The development of phosphorus-containing compounds with specific biocidal action and low toxicity profile is a promising direction in medicinal chemistry. Chiral properties of such compounds may contribute to their selective interactions with biological targets. In this study, racemic alcohols were reacted with 2,4-diaryl-1,3,2,4-dithiophosphetane-2,4-disulfides to yield chiral dithiophosphonic acids. O-2-Ethylhexyl-4-methoxyphenyldithiophosphonic acid 1 was prepared by the reaction of Lawesson’s reagent with 2-ethylhexanol in benzene upon moderate heating. The reaction of diethyl malate with Lawesson’s reagent was carried out at ambient temperature to form O-[1,2-di(ethoxycarbonyl)ethyl-1] 4-methoxyphenyldithiophosphonic acid 2. The compound 1 was reacted with ammonia, (S)-(–)-α-methylbenzylamine, (R)-(+)-α-methylbenzylamine, α-methylbenzylamine, pyridine, and pyridoxine to give corresponding ammonium, chiral methylbenzylammonium, pyridinium, and pyridoxinium dithiophosphonates. Hexadecylammonium O-[1,2-di(ethoxycarbonyl)ethyl-1] 4-methoxyphenyldithiophosphonate was obtained by the reaction of the compound 2 with hexadecylamine.

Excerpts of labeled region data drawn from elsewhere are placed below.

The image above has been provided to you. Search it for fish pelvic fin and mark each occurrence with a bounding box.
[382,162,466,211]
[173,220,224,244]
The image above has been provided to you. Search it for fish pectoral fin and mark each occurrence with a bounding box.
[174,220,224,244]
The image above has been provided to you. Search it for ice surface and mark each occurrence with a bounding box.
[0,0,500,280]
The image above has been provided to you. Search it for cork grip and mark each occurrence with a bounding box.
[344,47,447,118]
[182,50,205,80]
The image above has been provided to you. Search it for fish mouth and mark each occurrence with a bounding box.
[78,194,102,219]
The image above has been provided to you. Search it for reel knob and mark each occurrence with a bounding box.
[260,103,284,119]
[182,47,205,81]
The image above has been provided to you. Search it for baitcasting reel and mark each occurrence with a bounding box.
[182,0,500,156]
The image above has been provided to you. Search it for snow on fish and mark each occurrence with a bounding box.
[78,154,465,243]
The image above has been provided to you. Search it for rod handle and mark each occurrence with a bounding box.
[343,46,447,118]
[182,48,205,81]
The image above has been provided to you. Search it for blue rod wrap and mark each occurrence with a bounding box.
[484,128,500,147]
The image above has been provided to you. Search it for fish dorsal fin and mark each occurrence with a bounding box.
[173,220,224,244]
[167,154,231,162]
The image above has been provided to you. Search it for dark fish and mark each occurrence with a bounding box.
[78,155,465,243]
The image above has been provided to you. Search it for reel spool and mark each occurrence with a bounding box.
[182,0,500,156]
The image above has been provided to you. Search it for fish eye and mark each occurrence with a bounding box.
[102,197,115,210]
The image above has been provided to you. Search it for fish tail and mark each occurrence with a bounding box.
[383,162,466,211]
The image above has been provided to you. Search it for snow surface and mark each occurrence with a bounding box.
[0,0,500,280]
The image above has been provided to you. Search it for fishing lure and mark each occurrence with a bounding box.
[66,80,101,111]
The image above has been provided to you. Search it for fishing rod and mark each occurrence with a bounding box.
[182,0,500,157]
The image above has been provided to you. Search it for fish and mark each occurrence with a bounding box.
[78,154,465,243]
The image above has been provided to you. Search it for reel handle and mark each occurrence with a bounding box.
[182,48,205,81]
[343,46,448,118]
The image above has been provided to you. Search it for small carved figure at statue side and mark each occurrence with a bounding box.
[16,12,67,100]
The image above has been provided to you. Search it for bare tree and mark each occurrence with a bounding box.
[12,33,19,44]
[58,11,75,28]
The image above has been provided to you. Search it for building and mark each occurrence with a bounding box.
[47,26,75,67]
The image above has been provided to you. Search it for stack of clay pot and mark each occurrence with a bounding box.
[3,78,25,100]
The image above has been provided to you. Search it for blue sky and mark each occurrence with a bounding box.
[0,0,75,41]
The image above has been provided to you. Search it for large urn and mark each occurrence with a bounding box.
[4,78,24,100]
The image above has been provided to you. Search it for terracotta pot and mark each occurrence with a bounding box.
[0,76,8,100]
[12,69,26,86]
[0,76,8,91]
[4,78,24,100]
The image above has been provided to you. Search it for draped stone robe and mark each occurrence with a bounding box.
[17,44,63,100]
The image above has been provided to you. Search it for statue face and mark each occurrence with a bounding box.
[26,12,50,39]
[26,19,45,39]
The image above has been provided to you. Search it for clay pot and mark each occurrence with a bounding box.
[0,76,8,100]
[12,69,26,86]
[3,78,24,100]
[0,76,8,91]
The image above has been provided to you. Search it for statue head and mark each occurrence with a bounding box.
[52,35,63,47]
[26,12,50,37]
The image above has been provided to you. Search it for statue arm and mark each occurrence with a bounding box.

The synthesized salts of dithiophosphonic acids were evaluated for their in vitro bacteriostatic/bactericidal properties against Staphylococcus aureus, Bacillus subtilis, and Bacillus cereus using broth microdilution method. According to minimal inhibitory concentrations (MIC) revealed, the compounds showed good antibacterial activity with MIC in the range from 7 to 116 μg mL⁻¹. Hexadecylammonium salt of dithiophosphonic acid on the basis of diethyl malate was the most effective against the bacterial growth. The study was supported by the Subsidy Allocated to Kazan Federal University for the State Assignment in the Sphere of Scientific Activities (project FZSM-2025-0002).